あらすじ
田舎と王都を行き来して
自分の居場所をつくっていく
充実した異世界スローライフ!
家族を失い、ひとりぼっちになったクレトは謎の存在によって
異世界へ転移し、どこへでも行ける《空間魔法》の能力を授けられる。
王都で自分にしかできない《空間魔法》を使った仕事をしながら、
のどかな風景が広がるハウリン村を訪れる。
王都と田舎、それぞれで出会う人々と交流を重ね
人間のつながりやぬくもりに気づいたクレトは──…。
感情タグBEST3
なんだか皆んな疲れてるんだね
現生ではひとりぼっちになって、仕事も嫌で逃げ出したいと思っていたところに、異世界へチートな空間魔法を得て転生した主人公。その魔法を使い働き始めたら、やっぱり忙しくなり過ぎて、スローライフをおくりたいと思いはじめる。なんだか皆んな忙しすぎて疲れちゃってるんだね。
ほっこりする
異世界癒やし系作品です。
画がわりと細かくて自分好み
田舎と都会を行きする
ほのぼの日常癒やし系で語られる作品
なんかうっかり異世界に連れて行かれた身寄りのない社畜(神様っぽい存在からのチートスキル付き)青年27才の、流されるまま冒険者→転移荷運び生活って感じ。
次巻アタマくらいにはタイトル回収かな。
高いところ転移とか、ちょっと間違えると「いしのなかにいる」になりそうな時空魔法、躊躇わずにガシガシ使っていく主人公割とキモが座ってる。
Posted by ブクログ
主人公クレトが授かった魔法は「空間魔法」で、一般的な風・火・水・土の四元素に属する魔術とは異なるものだった。ところがこの魔法が凄くて「"最強"なんじゃないか」と思った。
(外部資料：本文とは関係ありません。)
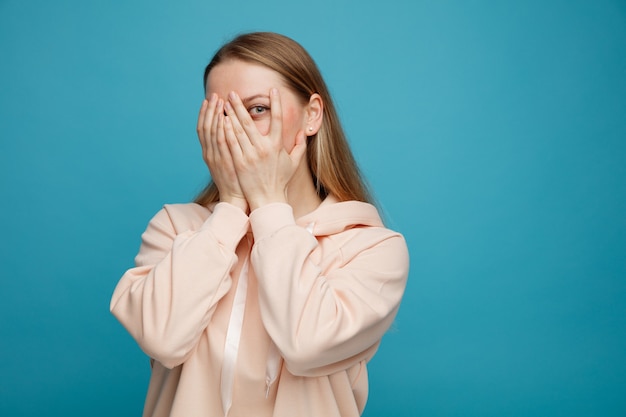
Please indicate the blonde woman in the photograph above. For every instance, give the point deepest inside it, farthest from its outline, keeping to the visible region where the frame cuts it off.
(269, 294)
何と言っても瞬時にテレポートが出来る。「亜空間収納」も使える。その能力を生かしてクレトは冒険者の移動や荷物持ちをして収入を得ることを思いつく。やがてクレトの能力に注目した商人エミリオにスカウトされ、全国各地に買い付けに出かけ、エミリオ商会を急成長させることに成功する。
クレトは王都から遠く離れたハウリン村にもう一つの拠点を持ち、王都とハウリン村の「二拠点生活」を始める。これも一度行った場所ならいつでも「転移」が可能なクレトならではの発想だった。クレトはハウリン村の農産物が王都と比べて大きく、味も素晴らしいことに気付いて、商会で取り扱うことをエミリオに提案する。ハウリン村の住民たちはそれほど大きく美味しい作物を作っているのに自覚がなかった。彼らにはそのサイズ、その美味しさが「当たり前」で、王都の人間にとっては野菜は小さいものが「当たり前」という「常識のずれ」があった。
”瞬時にいつでも別地点に転移することが出来、「亜空間収納」で大量の品物も運べる”ということは、距離があることから生じる「認識のずれ」を発生させないことになる。ハウリン村は田舎で人の交流が少ない場所だからこそ、「情報の共有」が行われず、「常識(認識)のずれ」を招いた。「物理的距離」とは、「情報断絶」とイコールなのだ。
とすれば、人間はクレトのような「空間魔術」を持たなくとも、段階的に同じ力を獲得してきたと言える。まず最初は印刷技術によって。そして次はテレビなどの放送技術によって。そして現代はネットによって。
"知らない間に私たちはチートな魔法を手に入れていた"というのも、漫画みたいな展開じゃない?